Les interventions du corps en faveur de ses membres sont de multiples natures : il peut s’agir de l’action directe des gestionnaires de corps, ces hauts fonctionnaires mi-DRH, mi-coachs, employés par le corps pour obtenir les meilleures positions à ses membres au sein de l’État, voire – pour les plus puissants comme le prestigieux corps des Mines – dans les hautes sphères managériales du secteur privé. De la capacité d’influence de ces gestionnaires, de leur clairvoyance pour placer ses membres au cœur des lieux de pouvoir dépendent le prestige du corps et, plus fondamentalement, son influence sur les affaires du monde.

Au-delà de ces avantages directs, la solidarité au sein de ces corps est un élément déterminant de leur puissance. Une position enviée s’obtient souvent grâce au soutien d’un « ancien », capable de vous informer sur des enjeux internes que les autres candidats ne maîtrisent pas, ou de se porter garant de vos qualités professionnelles au seul titre de votre appartenance commune au même corps.

Rapidement, l’action des gestionnaires et les appuis donnés par les autres membres du même corps créent un réseau d’avantages et d’obligations qui, tout en soutenant ses membres, les contraint à agir à leur tour en faveur du corps. Une solidarité d’ordre quasi domestique s’installe – parfois de longue date pour les corps les plus anciens comme les Ponts, les Mines, le Conseil d’État ou la Cour des comptes –, qui à la fois protège et formate les comportements.

Pour ses membres, une telle relation présente évidemment une série d’avantages considérables, tant que le corps les soutient et les appuie. Mais une telle situation peut se retourner contre eux quand ce même corps – parfois suffisamment petit pour que chacun et chacune se connaisse, au moins de vue – les rejette et choisit de leur barrer la route, en considérant, par exemple, qu’il est stratégique de les empêcher de ternir leur image. 

Pour la puissance publique, ces corps représentent une ressource ambiguë. Dans le meilleur des cas, ils favorisent des cultures professionnelles qui échappent à la seule verticalité des organisations administratives. En cas de désaccord avec sa hiérarchie, et tant que ce désaccord ne constitue pas une entorse à la déontologie du corps, le haut fonctionnaire bénéficiera d’un soutien qui lui permettra d’exprimer des critiques ou de s’opposer à sa hiérarchie sans crainte de représailles.

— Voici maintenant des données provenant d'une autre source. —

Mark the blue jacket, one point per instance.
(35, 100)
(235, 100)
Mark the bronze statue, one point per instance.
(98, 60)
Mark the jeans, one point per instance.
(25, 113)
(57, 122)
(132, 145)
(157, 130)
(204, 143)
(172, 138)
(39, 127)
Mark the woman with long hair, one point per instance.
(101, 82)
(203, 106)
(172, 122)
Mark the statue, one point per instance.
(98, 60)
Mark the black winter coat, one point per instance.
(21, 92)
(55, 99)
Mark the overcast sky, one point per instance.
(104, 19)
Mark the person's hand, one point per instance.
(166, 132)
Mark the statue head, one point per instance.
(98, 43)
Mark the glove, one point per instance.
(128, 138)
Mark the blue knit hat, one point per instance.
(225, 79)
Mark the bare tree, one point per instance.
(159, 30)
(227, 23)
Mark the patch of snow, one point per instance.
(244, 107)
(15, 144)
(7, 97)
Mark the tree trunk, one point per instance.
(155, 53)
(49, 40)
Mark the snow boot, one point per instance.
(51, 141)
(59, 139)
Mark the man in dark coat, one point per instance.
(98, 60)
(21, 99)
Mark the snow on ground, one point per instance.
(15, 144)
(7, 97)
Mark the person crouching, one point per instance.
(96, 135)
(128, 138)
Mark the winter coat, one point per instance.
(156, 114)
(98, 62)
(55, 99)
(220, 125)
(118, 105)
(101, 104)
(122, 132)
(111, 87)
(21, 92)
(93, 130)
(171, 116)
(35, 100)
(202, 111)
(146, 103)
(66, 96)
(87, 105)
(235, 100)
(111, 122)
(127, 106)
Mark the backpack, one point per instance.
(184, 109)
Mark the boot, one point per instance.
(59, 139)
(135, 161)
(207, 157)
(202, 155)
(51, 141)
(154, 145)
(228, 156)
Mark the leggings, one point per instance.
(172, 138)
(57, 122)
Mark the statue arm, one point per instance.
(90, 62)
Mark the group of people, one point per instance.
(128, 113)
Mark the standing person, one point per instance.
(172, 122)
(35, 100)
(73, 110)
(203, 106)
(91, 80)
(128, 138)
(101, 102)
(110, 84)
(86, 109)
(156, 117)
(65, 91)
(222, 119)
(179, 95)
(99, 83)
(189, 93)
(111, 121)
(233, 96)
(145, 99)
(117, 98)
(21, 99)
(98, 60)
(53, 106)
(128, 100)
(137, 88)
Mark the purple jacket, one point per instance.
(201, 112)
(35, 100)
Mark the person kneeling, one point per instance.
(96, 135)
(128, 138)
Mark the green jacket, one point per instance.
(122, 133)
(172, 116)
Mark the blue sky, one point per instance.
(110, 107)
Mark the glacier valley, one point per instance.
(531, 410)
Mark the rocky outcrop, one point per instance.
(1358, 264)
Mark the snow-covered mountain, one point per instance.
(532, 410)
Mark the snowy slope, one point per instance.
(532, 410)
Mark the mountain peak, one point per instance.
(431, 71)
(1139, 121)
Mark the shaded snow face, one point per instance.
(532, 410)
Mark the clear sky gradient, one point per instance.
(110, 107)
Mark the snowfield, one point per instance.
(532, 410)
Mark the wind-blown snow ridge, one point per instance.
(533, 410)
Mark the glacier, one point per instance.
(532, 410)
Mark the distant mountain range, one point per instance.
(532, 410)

Dans des administrations de plus en plus contraintes par des enjeux politiques de court terme, un tel fonctionnement peut être mis au service du bien commun.

Mais dans le pire des cas, ces logiques de corps nourrissent le corporatisme le plus étriqué. Elles consistent alors essentiellement à sécuriser les positions de pouvoir – aux dépens de toute forme de renouvellement et d’ouverture. 

La difficulté à réformer les corps témoigne de l’ambivalence de leur fonctionnement. L’absence de critiques internes et les réseaux tentaculaires d’anciens au sein de la haute fonction publique et dans les grandes entreprises du CAC 40, regroupés dans d’influentes associations, empêchent toute tentative de normalisation. Au nom de leur loyauté au service de l’État et de l’excellence de leur recrutement, les corps s’opposent aux demandes de transparence et de suppression de leur statut d’exception. Un paradoxe troublant lorsque l’on sait que ce sont les mêmes qui réclament la suppression des avantages acquis des fonctionnaires moins gradés qu’eux.